I would guess that he was a government employee or teacher or
professional. Our conversation continued "Oh, I am sure that I
will be all right". "No, sir, it is becoming dark and it is not
safe for you to go alone." What to do? "Well, I will visit just
for a minute. I want to see the market. " "Then, I will go with
you" and with that he took my arm and gently directed me towards
the Muslim market. I can remember various musings. "Was he part
of the reason that it was unsafe? I feel like a little child. Is
it really unsafe? Am I keeping this man from his family?" With
those thoughts swirling, we walked into the market area and I
visited the meat shops, examined the spices in baskets on the
ground and after what I felt was a reasonable 'minute' that I
had mentioned earlier, I said. "This is wonderful. I have seen
enough to return during the day" and started to head back up to
As we were walking the thought occurred to me that I had missed
the point entirely. I started to think that he had offered the
'unsafe story' so that it would allow him to 'guide' me for a
time and earn some money. My explanation seemed more plausible
than his 'unsafe'. As we reached the end of our walk and were
again with the garries, taxis and lorries of Feras Megallah,
I reached into my pocket for a birr to pay him for his kindness.
As I offered my 'thank you' and my money, he gently pushed my
hand aside and said, "Sir, I did not do it for the money".

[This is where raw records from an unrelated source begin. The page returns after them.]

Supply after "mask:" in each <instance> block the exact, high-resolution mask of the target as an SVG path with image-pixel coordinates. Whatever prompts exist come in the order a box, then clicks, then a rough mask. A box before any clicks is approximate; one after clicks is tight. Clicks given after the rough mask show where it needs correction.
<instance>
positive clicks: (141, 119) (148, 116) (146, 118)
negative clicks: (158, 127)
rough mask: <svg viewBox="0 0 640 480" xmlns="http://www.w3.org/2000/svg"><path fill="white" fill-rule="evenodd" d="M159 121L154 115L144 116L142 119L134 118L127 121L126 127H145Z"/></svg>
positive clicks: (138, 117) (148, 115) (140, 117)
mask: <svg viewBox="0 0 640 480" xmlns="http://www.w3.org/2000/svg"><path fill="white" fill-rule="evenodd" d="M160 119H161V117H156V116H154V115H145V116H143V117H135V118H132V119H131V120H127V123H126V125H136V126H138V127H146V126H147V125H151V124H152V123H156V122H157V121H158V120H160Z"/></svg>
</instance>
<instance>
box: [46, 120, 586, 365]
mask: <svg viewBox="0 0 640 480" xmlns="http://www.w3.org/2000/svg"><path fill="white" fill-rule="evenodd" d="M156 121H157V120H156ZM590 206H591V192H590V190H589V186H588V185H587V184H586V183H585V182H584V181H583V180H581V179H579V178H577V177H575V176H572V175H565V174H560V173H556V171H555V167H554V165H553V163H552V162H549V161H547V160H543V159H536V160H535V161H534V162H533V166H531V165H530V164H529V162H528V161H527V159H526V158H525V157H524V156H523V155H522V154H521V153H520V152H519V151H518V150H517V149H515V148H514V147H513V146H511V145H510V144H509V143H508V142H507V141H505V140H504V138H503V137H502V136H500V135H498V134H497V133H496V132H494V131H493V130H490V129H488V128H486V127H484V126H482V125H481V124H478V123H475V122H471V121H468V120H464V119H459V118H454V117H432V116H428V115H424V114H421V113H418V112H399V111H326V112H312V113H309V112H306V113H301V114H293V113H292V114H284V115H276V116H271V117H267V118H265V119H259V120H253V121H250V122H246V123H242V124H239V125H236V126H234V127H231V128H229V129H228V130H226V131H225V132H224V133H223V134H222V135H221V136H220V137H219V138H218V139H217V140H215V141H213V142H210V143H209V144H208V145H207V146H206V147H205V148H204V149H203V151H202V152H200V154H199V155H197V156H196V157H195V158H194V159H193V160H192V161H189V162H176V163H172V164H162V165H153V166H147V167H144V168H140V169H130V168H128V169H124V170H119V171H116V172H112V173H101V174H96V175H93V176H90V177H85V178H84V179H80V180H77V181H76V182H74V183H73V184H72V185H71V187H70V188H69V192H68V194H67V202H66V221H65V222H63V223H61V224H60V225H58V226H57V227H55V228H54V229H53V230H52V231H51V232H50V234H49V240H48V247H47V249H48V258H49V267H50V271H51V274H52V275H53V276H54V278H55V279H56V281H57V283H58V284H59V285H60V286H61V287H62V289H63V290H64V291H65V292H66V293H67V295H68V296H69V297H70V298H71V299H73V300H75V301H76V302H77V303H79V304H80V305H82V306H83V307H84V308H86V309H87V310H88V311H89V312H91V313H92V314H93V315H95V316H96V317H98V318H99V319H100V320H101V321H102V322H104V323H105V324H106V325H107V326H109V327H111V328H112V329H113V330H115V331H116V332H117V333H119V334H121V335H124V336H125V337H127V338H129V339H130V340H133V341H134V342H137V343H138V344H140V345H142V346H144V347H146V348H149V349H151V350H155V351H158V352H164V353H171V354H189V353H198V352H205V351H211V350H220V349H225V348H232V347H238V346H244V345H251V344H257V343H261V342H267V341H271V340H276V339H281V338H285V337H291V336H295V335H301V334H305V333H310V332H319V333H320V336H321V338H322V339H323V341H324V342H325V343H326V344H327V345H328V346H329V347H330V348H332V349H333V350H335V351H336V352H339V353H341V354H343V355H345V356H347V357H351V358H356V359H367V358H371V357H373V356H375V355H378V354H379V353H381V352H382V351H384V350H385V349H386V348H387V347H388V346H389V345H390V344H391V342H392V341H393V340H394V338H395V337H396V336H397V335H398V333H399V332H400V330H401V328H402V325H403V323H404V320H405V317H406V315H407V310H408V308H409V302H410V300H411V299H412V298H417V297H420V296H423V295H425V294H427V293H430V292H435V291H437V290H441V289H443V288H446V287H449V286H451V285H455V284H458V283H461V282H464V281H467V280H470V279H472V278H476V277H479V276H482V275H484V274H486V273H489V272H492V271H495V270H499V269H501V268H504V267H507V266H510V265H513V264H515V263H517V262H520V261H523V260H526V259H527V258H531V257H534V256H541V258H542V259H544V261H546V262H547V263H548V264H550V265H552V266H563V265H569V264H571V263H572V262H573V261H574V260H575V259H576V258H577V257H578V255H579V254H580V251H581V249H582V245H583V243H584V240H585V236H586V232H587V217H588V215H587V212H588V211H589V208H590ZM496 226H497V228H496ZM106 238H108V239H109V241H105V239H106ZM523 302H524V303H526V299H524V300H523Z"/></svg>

Seconds passed which seemed like a century as I reframed the
moment. I held out my hand to shake his and said, 'thank you for
your kindness". He wished me a good stay in "his country" and
turning, went on his way.
I never saw that man again. I can only reflect on that moment as
the beginning of two very memorable years in Harar. And if I
could see him again, I would thank him for sharing what is truly
the Ethiopian spirit and let him know that as a Peace Corps
volunteer, I too, did not do it for the money.